A downside to Vos Savant's proposal is that it could lead to some surnames becoming lopsided in terms of gender balance. If a surname produced more females than males in one generation, it would be likely to produces an even greater percentage of females in the following generation. Eventually some surnames would be exclusively or almost exclusively male, others exclusively or almost exclusively female.
The variable namingPolicy
is used to
indicate how surnames are passed on.
0 indicates the patriarchal way, 1 indicates Vos Savant's
proposal, and 2 indicates
the opposite, giving
male children their mother's surname, and female children
their father's surname.
Your task is to rewrite the function
chooseChildName()
at the end of
population.c
so that picks an appropriate surname for a child
with a given father, mother, and gender,
based on the current naming policy.
Suggestion: write a switch statement on the variable
namingPolicy
.
The function should return some default value
like Xxxxxxxx
, which you will see only if you
have done something wrong.
The run the program several times experimenting
with these policies.
The -s
flag with run Vos Savant's proposal,
and -as
will run the third option.
Does the third option keep the number of dead surnames
low while also preserving gender balance?
The duplicate code in marriedFemales()
,
marriableFemales()
,
and marriableMales()
,
as well as the switch statement in chooseChildName()
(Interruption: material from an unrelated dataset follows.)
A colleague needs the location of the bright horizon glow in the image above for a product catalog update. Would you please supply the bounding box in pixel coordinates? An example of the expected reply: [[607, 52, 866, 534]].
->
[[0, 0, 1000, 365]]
should leave you wanting a better way.
How would you do this in Java?
If you are in or have taken CSCI 243,
how would you do this in ML?
What sort of features would C need to do this better in C?
Write your response in a file called something like COMMENTS
.
Turn in your code by copying your directory (eg, proj4
)
including your COMMENTS
file and makefile to a turn-in directory
I've made for you.
cp -r proj4 /cslab.all/ubuntu/cs245/turnin/(your user id)
DUE: Monday, Apr 2, at 5:00 PM. (Project 5 will be assigned before this project is due, and it also will be due on Apr 2. I recommend having project 5 finished around March 19 and project 6 finished by March 26.)